Until now the biggest danger in taking a Gondola in Venice, apart from looking faintly ridiculous, was the potential damage to your wallet. But that all changed earlier this month following a deadly collision near the lagoon city’s Grand Canal.
In retrospect it seemed like an accident waiting to happen: on 17 August, a crash between a gondola and a water-taxi in Venice’s ever more crowded canals claimed the life of a tourist.
Congestion near the famous Rialto Bridge was named as a factor behind the accident that killed Joachim Vogel, a 50-year-old German.
Venice’s mayor said this week that the city was looking at ways to limit traffic and possibly widening particularly narrow passageways – including those where the recent accident took place – to boost safety.
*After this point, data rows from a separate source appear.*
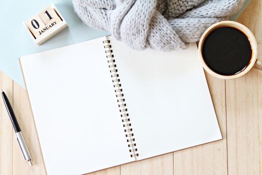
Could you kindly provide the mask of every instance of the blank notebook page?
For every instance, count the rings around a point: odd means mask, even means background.
[[[222,139],[196,44],[173,52],[139,52],[109,38],[138,160]]]
[[[135,160],[117,108],[105,40],[20,59],[48,174],[83,174]]]

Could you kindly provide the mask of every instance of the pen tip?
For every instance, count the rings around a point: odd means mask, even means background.
[[[33,166],[33,164],[32,163],[32,160],[28,160],[29,164],[30,164],[30,166]]]

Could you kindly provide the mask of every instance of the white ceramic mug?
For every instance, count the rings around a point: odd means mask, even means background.
[[[231,27],[235,28],[245,34],[250,42],[250,44],[252,49],[252,55],[250,62],[246,68],[237,74],[230,76],[220,74],[212,70],[206,63],[202,53],[204,43],[205,42],[207,37],[216,29],[224,27]],[[233,79],[238,78],[247,74],[253,67],[258,70],[262,70],[262,60],[257,59],[258,44],[253,34],[252,34],[251,31],[250,31],[250,30],[246,26],[237,22],[226,20],[217,22],[209,27],[205,32],[200,38],[198,46],[198,52],[200,60],[201,60],[202,66],[205,70],[211,74],[220,78]]]

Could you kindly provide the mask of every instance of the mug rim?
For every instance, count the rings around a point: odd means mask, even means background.
[[[222,75],[218,74],[211,70],[208,66],[206,62],[205,61],[205,59],[204,58],[202,54],[204,43],[206,40],[206,38],[209,35],[209,34],[216,29],[227,26],[237,28],[244,34],[248,38],[248,39],[249,40],[252,50],[252,55],[251,56],[251,61],[247,66],[244,68],[244,70],[237,74],[230,76]],[[208,28],[208,29],[206,30],[206,31],[205,31],[199,41],[198,46],[198,53],[199,56],[200,57],[202,66],[208,73],[211,75],[222,79],[234,79],[239,78],[247,74],[253,67],[255,64],[256,63],[256,61],[257,60],[257,57],[258,55],[258,44],[254,35],[251,32],[250,30],[247,27],[238,22],[231,20],[225,20],[218,22],[213,24]]]

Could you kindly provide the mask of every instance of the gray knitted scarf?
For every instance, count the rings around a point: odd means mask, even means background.
[[[139,50],[170,51],[187,48],[204,32],[226,20],[244,0],[73,0],[87,24],[109,31]]]

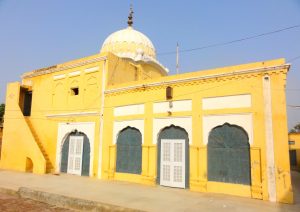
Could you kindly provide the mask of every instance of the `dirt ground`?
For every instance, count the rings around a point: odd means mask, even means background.
[[[16,196],[0,193],[0,211],[59,211],[59,212],[71,212],[72,210],[58,208],[46,203],[37,202],[31,199],[23,199]]]

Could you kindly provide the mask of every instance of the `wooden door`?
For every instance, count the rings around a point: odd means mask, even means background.
[[[161,140],[160,184],[185,188],[185,140]]]

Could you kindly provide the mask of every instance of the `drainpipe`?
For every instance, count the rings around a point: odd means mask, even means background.
[[[106,82],[106,59],[103,61],[102,67],[102,85],[101,85],[101,104],[100,104],[100,129],[99,129],[99,155],[98,155],[98,178],[102,176],[102,146],[103,146],[103,114],[104,114],[104,92]]]

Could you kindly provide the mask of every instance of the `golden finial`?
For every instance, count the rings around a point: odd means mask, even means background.
[[[132,4],[130,4],[130,12],[129,12],[129,16],[128,16],[128,21],[127,21],[127,23],[128,23],[128,26],[132,26],[132,24],[133,24],[133,21],[132,21],[132,19],[133,19],[133,9],[132,9]]]

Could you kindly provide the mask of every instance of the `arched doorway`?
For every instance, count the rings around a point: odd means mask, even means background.
[[[119,133],[116,172],[142,173],[142,134],[136,128],[126,127]]]
[[[157,183],[189,187],[189,138],[183,128],[171,125],[158,135]]]
[[[89,176],[90,152],[90,142],[84,133],[70,133],[62,146],[60,171]]]
[[[212,129],[207,151],[209,181],[251,184],[249,138],[242,127],[225,123]]]

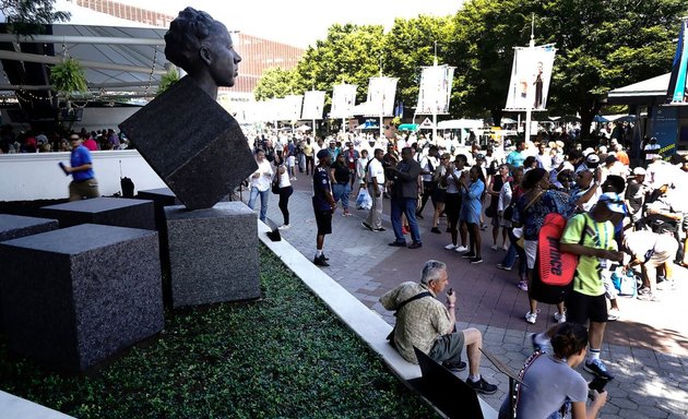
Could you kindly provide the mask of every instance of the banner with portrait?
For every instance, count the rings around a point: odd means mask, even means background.
[[[330,118],[349,118],[354,115],[356,104],[355,84],[335,84],[332,86],[332,108]]]
[[[515,48],[505,110],[547,109],[547,94],[556,51],[554,44]]]
[[[449,113],[449,99],[451,97],[451,84],[454,80],[454,69],[455,67],[449,65],[423,68],[416,113]]]
[[[392,117],[394,115],[395,77],[370,77],[368,83],[367,116]]]
[[[309,91],[304,94],[304,110],[301,119],[322,119],[324,108],[324,92]]]
[[[674,105],[688,104],[688,17],[684,19],[678,33],[678,44],[672,63],[672,75],[669,77],[666,95],[669,103]]]
[[[304,96],[288,95],[282,100],[284,116],[280,118],[281,121],[297,121],[301,118],[301,105],[304,104]]]

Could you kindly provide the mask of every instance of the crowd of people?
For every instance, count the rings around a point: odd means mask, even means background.
[[[70,136],[73,133],[46,134],[43,131],[29,130],[20,131],[17,134],[11,125],[4,125],[0,129],[0,154],[71,152]],[[82,128],[75,134],[81,137],[83,146],[91,152],[131,147],[127,136],[122,132],[115,132],[111,128],[91,132]]]
[[[541,302],[534,290],[542,268],[539,232],[548,214],[564,217],[566,227],[558,247],[562,253],[574,255],[577,264],[570,289],[556,301],[554,320],[561,328],[532,336],[533,346],[548,352],[549,358],[533,362],[526,379],[542,374],[537,372],[541,369],[582,364],[596,376],[612,380],[600,354],[606,323],[621,315],[619,292],[660,301],[662,292],[675,288],[675,265],[688,266],[684,252],[688,208],[680,200],[688,187],[688,156],[674,154],[665,159],[655,139],[643,141],[642,152],[636,154],[640,158],[632,166],[627,145],[616,137],[586,148],[560,141],[519,142],[511,151],[493,144],[448,149],[425,137],[380,140],[365,135],[324,141],[305,135],[283,143],[286,146],[281,149],[270,140],[259,140],[256,145],[274,155],[280,170],[285,165],[281,161],[293,156],[295,167],[308,176],[312,172],[318,224],[315,264],[329,265],[324,237],[332,232],[332,214],[339,205],[343,216],[351,214],[348,205],[354,199],[359,208],[366,207],[361,225],[372,232],[387,231],[381,214],[383,206],[390,205],[393,239],[389,244],[418,249],[423,247],[419,223],[428,215],[424,210],[430,203],[434,211],[427,227],[430,234],[448,235],[444,250],[452,253],[444,253],[446,258],[460,255],[479,264],[484,251],[505,252],[497,267],[513,270],[514,285],[529,292],[524,320],[531,324],[537,322]],[[306,164],[307,158],[313,159],[315,168]],[[368,205],[360,204],[364,202]],[[446,229],[440,227],[442,219]],[[481,230],[488,229],[488,224],[491,240],[484,244]],[[459,358],[465,346],[472,366],[468,384],[489,394],[495,386],[485,382],[474,366],[479,362],[479,332],[454,328],[455,297],[447,294],[447,308],[437,306],[436,298],[420,298],[438,297],[444,290],[446,271],[443,263],[430,261],[419,284],[402,284],[381,298],[387,309],[398,311],[395,346],[410,361],[415,361],[415,346],[453,370],[465,368]],[[628,278],[632,280],[630,291],[624,290]],[[422,296],[424,292],[427,295]],[[417,301],[408,301],[412,297]],[[416,319],[414,310],[434,314]],[[569,375],[576,397],[567,398],[568,409],[573,417],[585,417],[588,393],[583,397],[582,378],[578,372]],[[535,403],[529,402],[529,392],[523,391],[521,408]],[[593,416],[606,398],[606,394],[594,395],[596,399],[588,408]],[[553,400],[562,406],[562,400]]]

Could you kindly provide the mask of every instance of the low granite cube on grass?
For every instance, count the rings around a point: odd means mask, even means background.
[[[0,214],[0,241],[57,230],[57,219]]]
[[[165,214],[173,307],[260,297],[258,224],[246,204]]]
[[[85,370],[164,325],[157,232],[84,224],[0,243],[10,348]]]
[[[80,224],[104,224],[130,228],[155,229],[153,202],[126,197],[94,197],[40,208],[45,217],[56,218],[60,227]]]

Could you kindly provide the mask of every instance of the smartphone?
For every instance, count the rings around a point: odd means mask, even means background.
[[[67,171],[67,169],[64,168],[64,164],[62,161],[58,163],[58,165],[60,166],[60,169],[62,169],[62,171],[64,172],[66,176],[69,176],[69,171]]]
[[[607,379],[605,379],[603,376],[595,376],[593,379],[593,381],[591,381],[590,384],[588,384],[588,388],[595,390],[595,391],[597,391],[597,393],[602,393],[602,392],[604,392],[604,387],[605,387],[605,385],[607,385],[608,382],[609,382],[609,380],[607,380]]]

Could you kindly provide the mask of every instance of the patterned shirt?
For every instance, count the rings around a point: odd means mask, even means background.
[[[424,284],[403,283],[380,297],[380,302],[387,310],[393,311],[402,302],[425,291],[429,291],[435,297],[435,294]],[[451,325],[449,311],[444,304],[432,297],[418,298],[396,312],[394,343],[401,356],[408,362],[418,363],[413,351],[414,346],[428,354],[435,340],[446,335]]]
There may also need to be further changes. Blood and urine tests on the gondolier, Stefano Pizzaggia, suggested that he was under the influence of cocaine and hashish at the time.The Ansa news agency reports that Pizzaggia may now face involuntary manslaughter charges. In addition to killing Mr Vogel, he threw his wife and three children into the water.
Gondoliers set up a makeshift memorial to the father and tied black ribbons to their boats in his memory, but they will need to do more than that to restore tourists’ confidence.
Last month, the gondoliers’ association considered the idea of regular drug and alcohol testing after a video posted on YouTube showed a group of gondoliers allegedly forcing an aspiring assistant to strip off and swim in a canal, as part of an initiation ceremony.